El problema más frecuente, que afecta aproximadamente al 10 % de las mujeres, es el vaciamiento inadecuado de las mamas, ya sea por factores de la mamá o del bebé, mencionados ambos previamente, que producen un vaciamento ineficaz o poco frecuente y disminución del aporte de leche.

Son frecuentes en el bebé las dificultades para prenderse al pecho, incluso sin factores de riesgo anatómico.

Se recomienda: inicio precoz de la lactancia materna, internación en conjunto, asesoramiento sobre lactancia y evitar el uso de chupetes y de suplementos  innecesarios.

El 20 % de las mamás primerizas presentan congestión de las mamas, que puede dificultar que el bebé se prenda al pecho y mala transferencia de leche.

Se recomienda: mamadas frecuentes, aplicación de compresas tibias y el bombeo breve para establecer el flujo.

Otro problema frecuente son las grietas del pezón, a menudo producidas por una mala técnica de amamantamiento, sobre todo cuando el bebé no se prende adecuadamente, no cubre con su boca a la areola y el pezón. Si el dolor es intenso, la mamá puede temer darle la teta a su bebé, por lo tanto se produce disminución de las mamadas y menor producción de leche.

Se recomienda: una posición correcta del bebé, uso de crema de lanolina y el empleo temporario de un extractor de leche ( la leche recogida puede ser almacenada) mientras los pezones se curan.

El bebé recién nacido puede presentar ictericia relacionado con el amamantamiento y también por la leche materna. Su diferenciación le corresponde al médico, pero es necesario su reconocimiento por parte de los padres, si esta aparece luego del alta del hospital o de la clínca. 

La ictericia secundaria al amamantamiento se produce por una lactancia inadecuada, también llamada ictericia por falta de leche humana.

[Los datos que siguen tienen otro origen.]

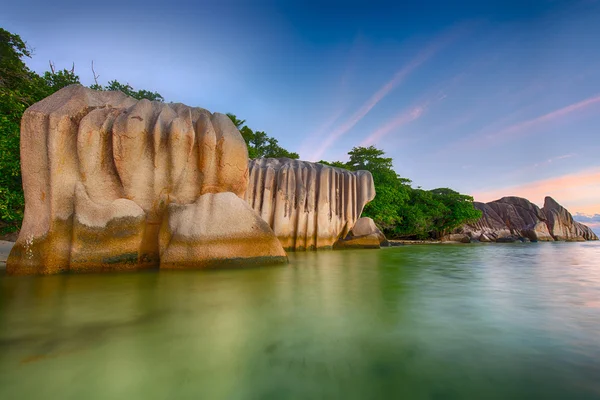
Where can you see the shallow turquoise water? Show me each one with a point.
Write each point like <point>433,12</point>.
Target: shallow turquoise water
<point>497,321</point>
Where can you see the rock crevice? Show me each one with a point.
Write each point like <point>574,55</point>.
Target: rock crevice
<point>102,172</point>
<point>308,205</point>
<point>516,218</point>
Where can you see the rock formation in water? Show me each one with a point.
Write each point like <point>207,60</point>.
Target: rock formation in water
<point>515,218</point>
<point>308,205</point>
<point>364,235</point>
<point>112,183</point>
<point>561,224</point>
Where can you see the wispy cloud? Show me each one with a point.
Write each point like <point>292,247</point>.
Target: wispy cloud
<point>404,118</point>
<point>553,159</point>
<point>556,114</point>
<point>486,137</point>
<point>424,55</point>
<point>578,191</point>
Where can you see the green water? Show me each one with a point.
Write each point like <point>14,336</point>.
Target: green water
<point>474,321</point>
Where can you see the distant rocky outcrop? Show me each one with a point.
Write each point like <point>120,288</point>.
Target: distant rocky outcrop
<point>308,205</point>
<point>515,218</point>
<point>112,183</point>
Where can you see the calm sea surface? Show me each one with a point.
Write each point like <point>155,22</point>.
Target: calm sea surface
<point>479,321</point>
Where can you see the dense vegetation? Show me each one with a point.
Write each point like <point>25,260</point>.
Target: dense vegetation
<point>21,87</point>
<point>259,143</point>
<point>402,211</point>
<point>399,209</point>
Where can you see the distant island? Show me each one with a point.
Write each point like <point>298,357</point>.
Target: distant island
<point>514,218</point>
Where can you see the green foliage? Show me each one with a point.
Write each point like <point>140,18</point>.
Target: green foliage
<point>337,164</point>
<point>402,211</point>
<point>259,143</point>
<point>55,81</point>
<point>129,91</point>
<point>19,88</point>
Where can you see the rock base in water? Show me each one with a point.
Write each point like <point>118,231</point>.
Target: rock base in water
<point>103,173</point>
<point>513,219</point>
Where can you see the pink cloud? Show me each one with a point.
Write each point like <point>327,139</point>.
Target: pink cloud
<point>578,192</point>
<point>547,117</point>
<point>402,119</point>
<point>383,91</point>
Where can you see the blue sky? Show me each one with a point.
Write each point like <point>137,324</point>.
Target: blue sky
<point>490,98</point>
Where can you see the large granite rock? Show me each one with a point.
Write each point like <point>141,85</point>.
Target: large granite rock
<point>515,218</point>
<point>561,224</point>
<point>308,205</point>
<point>363,235</point>
<point>103,172</point>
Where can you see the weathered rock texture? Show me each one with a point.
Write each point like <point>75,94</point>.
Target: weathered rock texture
<point>308,205</point>
<point>561,224</point>
<point>515,218</point>
<point>104,174</point>
<point>364,234</point>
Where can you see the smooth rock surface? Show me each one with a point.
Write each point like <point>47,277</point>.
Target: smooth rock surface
<point>561,224</point>
<point>308,205</point>
<point>100,169</point>
<point>366,226</point>
<point>217,230</point>
<point>513,218</point>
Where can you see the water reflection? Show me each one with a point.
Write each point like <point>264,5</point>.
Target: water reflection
<point>481,321</point>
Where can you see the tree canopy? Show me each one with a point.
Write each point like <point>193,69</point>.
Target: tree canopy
<point>259,143</point>
<point>402,211</point>
<point>21,87</point>
<point>399,209</point>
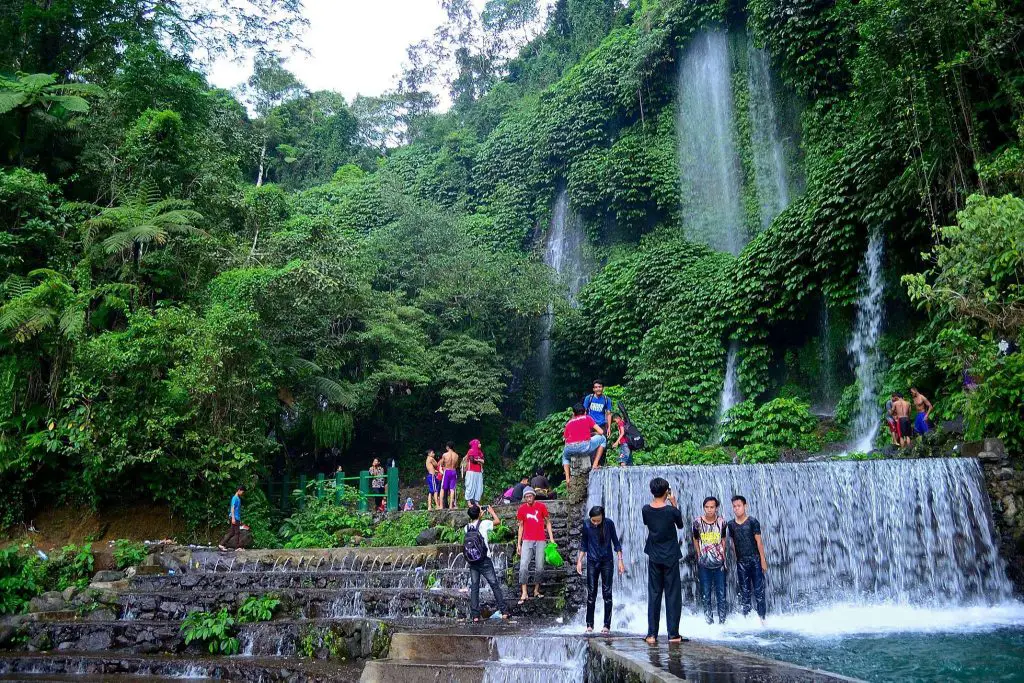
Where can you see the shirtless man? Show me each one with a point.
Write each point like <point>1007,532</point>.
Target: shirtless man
<point>901,411</point>
<point>433,482</point>
<point>924,411</point>
<point>450,475</point>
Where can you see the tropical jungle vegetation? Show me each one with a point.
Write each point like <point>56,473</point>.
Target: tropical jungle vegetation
<point>203,287</point>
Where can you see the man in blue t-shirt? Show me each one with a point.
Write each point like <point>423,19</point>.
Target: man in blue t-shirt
<point>233,537</point>
<point>599,409</point>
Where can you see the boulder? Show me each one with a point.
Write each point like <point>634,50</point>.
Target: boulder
<point>428,537</point>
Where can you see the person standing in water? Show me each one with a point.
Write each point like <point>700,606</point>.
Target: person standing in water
<point>662,517</point>
<point>474,473</point>
<point>433,483</point>
<point>901,411</point>
<point>598,544</point>
<point>709,542</point>
<point>924,408</point>
<point>450,475</point>
<point>751,563</point>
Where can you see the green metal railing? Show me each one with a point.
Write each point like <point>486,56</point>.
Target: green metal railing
<point>281,492</point>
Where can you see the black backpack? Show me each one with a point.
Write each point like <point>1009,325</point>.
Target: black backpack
<point>633,435</point>
<point>474,549</point>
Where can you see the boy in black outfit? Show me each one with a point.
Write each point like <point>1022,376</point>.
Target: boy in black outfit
<point>662,517</point>
<point>751,563</point>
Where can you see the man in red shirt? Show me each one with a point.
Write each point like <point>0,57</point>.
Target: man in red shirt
<point>583,435</point>
<point>534,519</point>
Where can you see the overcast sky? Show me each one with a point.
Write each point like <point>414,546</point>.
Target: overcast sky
<point>355,46</point>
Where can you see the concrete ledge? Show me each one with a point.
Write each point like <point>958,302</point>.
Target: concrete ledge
<point>632,660</point>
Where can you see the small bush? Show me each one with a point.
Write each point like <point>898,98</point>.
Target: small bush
<point>128,553</point>
<point>258,608</point>
<point>687,453</point>
<point>216,631</point>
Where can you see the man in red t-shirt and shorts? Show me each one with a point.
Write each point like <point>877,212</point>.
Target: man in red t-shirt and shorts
<point>583,435</point>
<point>534,520</point>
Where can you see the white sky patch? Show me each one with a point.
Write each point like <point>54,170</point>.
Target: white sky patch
<point>355,46</point>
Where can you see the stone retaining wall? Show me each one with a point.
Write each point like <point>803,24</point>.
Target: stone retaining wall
<point>1006,489</point>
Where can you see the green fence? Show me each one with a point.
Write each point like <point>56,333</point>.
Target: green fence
<point>280,492</point>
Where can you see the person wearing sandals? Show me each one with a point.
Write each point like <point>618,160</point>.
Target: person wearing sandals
<point>534,520</point>
<point>663,518</point>
<point>483,567</point>
<point>598,544</point>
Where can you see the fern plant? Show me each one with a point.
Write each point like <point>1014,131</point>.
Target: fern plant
<point>215,630</point>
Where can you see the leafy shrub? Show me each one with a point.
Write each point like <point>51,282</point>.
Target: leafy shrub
<point>687,453</point>
<point>128,553</point>
<point>215,631</point>
<point>781,423</point>
<point>400,531</point>
<point>755,454</point>
<point>258,608</point>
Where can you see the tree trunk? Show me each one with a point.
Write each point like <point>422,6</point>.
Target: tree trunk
<point>262,160</point>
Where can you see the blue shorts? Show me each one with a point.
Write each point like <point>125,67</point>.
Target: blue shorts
<point>625,454</point>
<point>583,447</point>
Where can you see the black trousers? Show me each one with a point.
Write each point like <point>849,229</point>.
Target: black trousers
<point>664,580</point>
<point>603,571</point>
<point>233,537</point>
<point>483,568</point>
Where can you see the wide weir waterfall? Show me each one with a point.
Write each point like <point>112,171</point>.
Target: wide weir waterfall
<point>708,155</point>
<point>840,537</point>
<point>564,251</point>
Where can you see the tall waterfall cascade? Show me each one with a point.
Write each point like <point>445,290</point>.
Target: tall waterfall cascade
<point>770,167</point>
<point>709,159</point>
<point>730,388</point>
<point>565,246</point>
<point>863,347</point>
<point>911,532</point>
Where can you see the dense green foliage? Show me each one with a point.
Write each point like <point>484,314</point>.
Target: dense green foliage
<point>198,294</point>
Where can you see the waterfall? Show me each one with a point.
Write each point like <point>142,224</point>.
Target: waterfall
<point>564,252</point>
<point>771,175</point>
<point>730,388</point>
<point>708,156</point>
<point>841,536</point>
<point>863,347</point>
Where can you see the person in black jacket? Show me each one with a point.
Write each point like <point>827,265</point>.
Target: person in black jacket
<point>598,544</point>
<point>662,517</point>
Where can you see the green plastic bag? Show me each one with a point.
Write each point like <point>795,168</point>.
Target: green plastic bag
<point>551,555</point>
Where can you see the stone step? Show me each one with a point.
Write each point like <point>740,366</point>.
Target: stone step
<point>348,639</point>
<point>388,671</point>
<point>138,668</point>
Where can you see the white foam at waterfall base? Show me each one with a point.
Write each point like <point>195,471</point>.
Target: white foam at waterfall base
<point>853,547</point>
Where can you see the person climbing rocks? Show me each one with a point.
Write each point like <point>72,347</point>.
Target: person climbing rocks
<point>709,542</point>
<point>924,408</point>
<point>450,475</point>
<point>534,520</point>
<point>901,411</point>
<point>378,484</point>
<point>474,473</point>
<point>433,482</point>
<point>662,517</point>
<point>598,546</point>
<point>233,537</point>
<point>583,436</point>
<point>484,566</point>
<point>744,532</point>
<point>599,409</point>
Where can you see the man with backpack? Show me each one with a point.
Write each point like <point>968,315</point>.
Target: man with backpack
<point>476,550</point>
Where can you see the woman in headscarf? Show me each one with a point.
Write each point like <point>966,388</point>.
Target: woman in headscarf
<point>474,473</point>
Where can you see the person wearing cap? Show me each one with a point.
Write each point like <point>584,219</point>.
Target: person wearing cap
<point>534,519</point>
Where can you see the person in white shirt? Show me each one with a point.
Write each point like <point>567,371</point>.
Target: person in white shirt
<point>483,566</point>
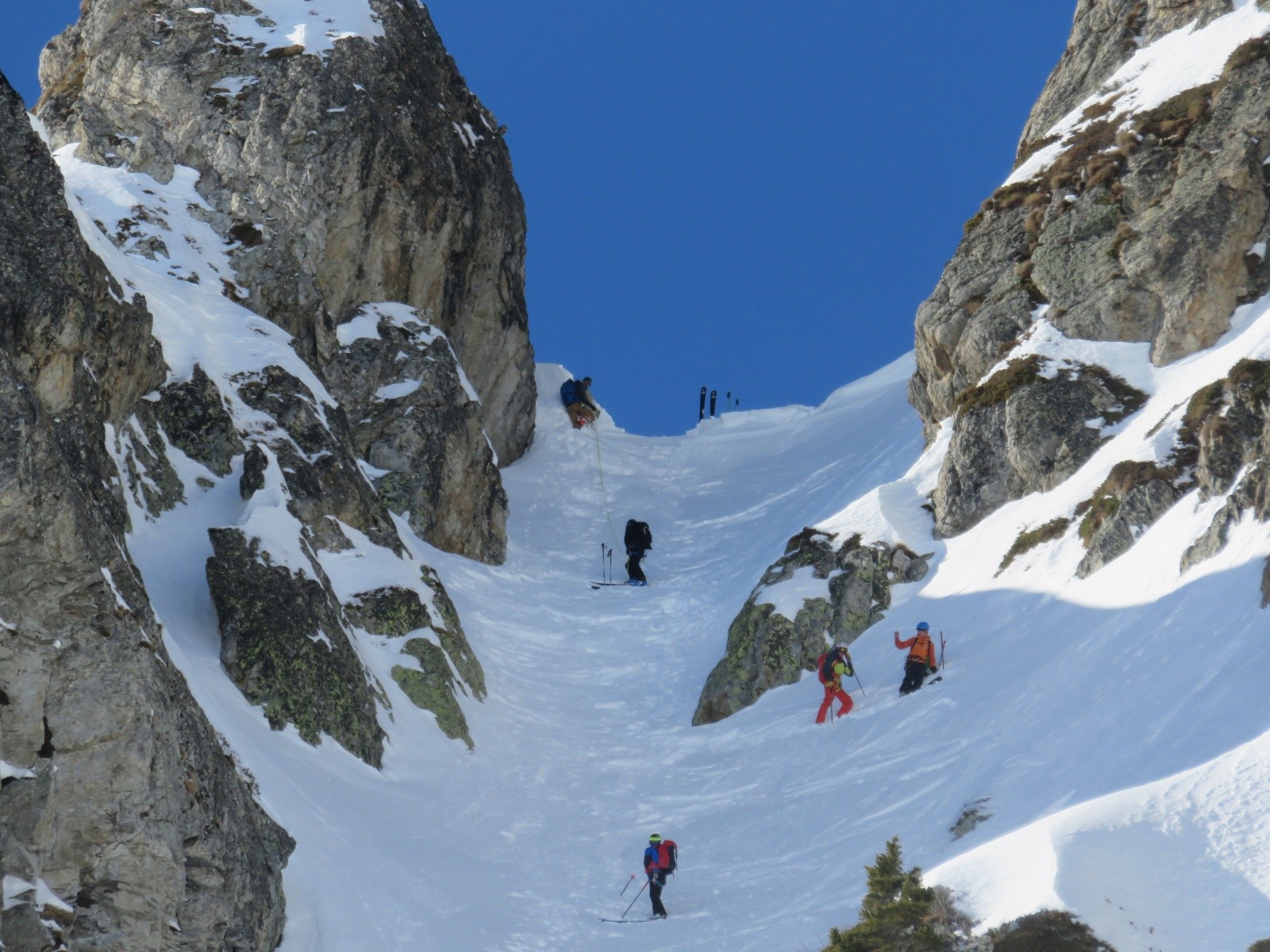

Aparece durante la primera semana de vida, depende de factores maternos o del bebé, como se explicó anteriormente.

Si usted nota que su hijo cambia su color de piel, no se prende bien a la teta o bien la mamá presenta dolor, congestión, grietas, etc.en las mamas, con dificultad para alimentar al bebé, consulte con su médico de cabecera.

La leche humana  posee varios componentes que aumentan la bilirrubina no conjugada, lo cual puede producir ictericia por leche humana.  Puede suceder en bebés de 1 a 3 semanas de edad, sanos, sin otras patologías que causan ictericia por otros mecanismos, que se alimentan exclusivamente con leche materna y presentan adecuado progreso de peso.

Todos los recién nacidos dados de alta antes de las 48 hs de vida deben ser controlados a los 2-3 días, donde se debe controlar el peso, presencia o no de ictericia, la frecuencia y duración de las mamadas,  estado de las mamas ( signos de bajada de leche y también descartar problemas tales como, dolor, congestión, grietas, etc.), número de pañales que se cambian por día:si el bebé hace por lo menos 4 deposiciones por día y moja entre 6-8 pañales, indican una buena alimentación; y otros datos importantes a evaluar por parte del médico tratante.

Si el bebé recién nacido no nació a término, sobre todo los de casi a término entre las 35-37 semanas de gestación, pueden presentar más probalidades de tener dificultades en la lactancia, menor aporte calórico, mayor pérdida de peso y menor depuración hepática de la bilirrubina debido a su inmadurez. Por todo esto un recién nacido casi a término puede desarrollar ictericia más grave.

Se recomienda prolongar su estadía en el hospital o clinica, con el fin controlar su alimentación, progreso del peso, aparición de ictericia, etc. y tratar según corresponda los problemas que pueda presentar el bebé recién nacido pretérmino.

El alimento ideal para su bebé es la leche materna,

Si su bebé presenta algún problema para alimentarse, cambia el color de su piel o presenta otro problema o bien.

Si usted no se siente segura, no deje de consultar con su médico de cabecera.

Fuente: L.Davison,E.H.Thilo.Como evitar el Kernicterus.Pediatrics in review,en español 2004;25(2) 71-78.